第16話
「でも……、」
その時ちょうど優が切なげな声で話を再開したから私はスカートの上で祈るように両手を組んで強く握りしめた。どうか、八歳の優がこれ以上酷い目に遭っていませんように。
「予想外なことに、お母さんが……、さっきはごめんね。私が悪かった。あんたは悪くないって素直に謝罪してきて、驚くほどすんなり仲直りできた。だけど、お母さんは首を絞めた理由も素直に謝ってきた理由も、何も説明してくれなかったから意味が分からなくて恐ろしかった。その後、俺がお風呂に入ってる時に、お母さんが料理をする音とマットをスリッパで歩く足音が聞こえて……その度に心臓がばくばくして温かいお湯に浸かっているのにぶるぶる震えた……。

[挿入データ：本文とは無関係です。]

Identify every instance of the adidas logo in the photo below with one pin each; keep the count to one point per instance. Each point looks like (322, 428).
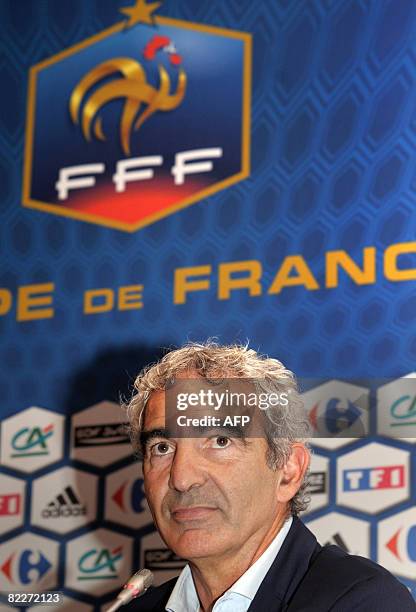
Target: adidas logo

夕食だってせっかく作ってくれたのに申し訳ないけど……、正直美味しいと感じなかった。ベッドに入ってからもなかなか寝つけなかった。……俺が本気で死にたいと思ったのはその日の深夜が初めてだった」
おしまい、と優は締めくくってにこりと笑ったけれど、本当に辛そうで、笑っているのに泣いているみたいで、明らかに無理して笑っていて。でも、どんな言葉をかけたらいいのかどんなに考えても全然分からなくて、申し訳なくて不甲斐なくて思わず頬の内側を強く噛んだ。

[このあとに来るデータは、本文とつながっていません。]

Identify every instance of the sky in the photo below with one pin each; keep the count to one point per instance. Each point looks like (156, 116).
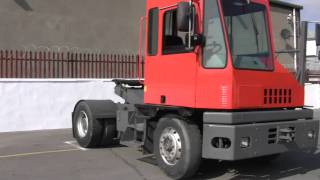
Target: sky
(311, 9)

「で。俺のお母さんの口癖は灯莉ちゃんは可愛くていい子だから羨ましい。私、本当は女の子が欲しかったのよね、だ」
優はまた同じ笑顔を浮かべる。その笑顔を見るのがあまりにも辛くて、強く握りしめていることによって白くなっているスカートの上で組んだ両手に視線を落とす。
「少なくとも、俺が生き続けることを、産んだ母親は望んでない。俺が小三の時に、『俺が死んだ方がお母さんは救われる?』って質問したら『うん。死んじゃえば?』って真顔で言われたからな」
優のお母さんは私の前でいつも笑顔で優しい。でも、優を散々言葉のナイフで傷つけたこと、生涯許せないし私が死ぬまで恨み続けてやる。けれど、今は何より、優の心にかかっている負担や傷の痛みを和らげることを最優先しようと思った。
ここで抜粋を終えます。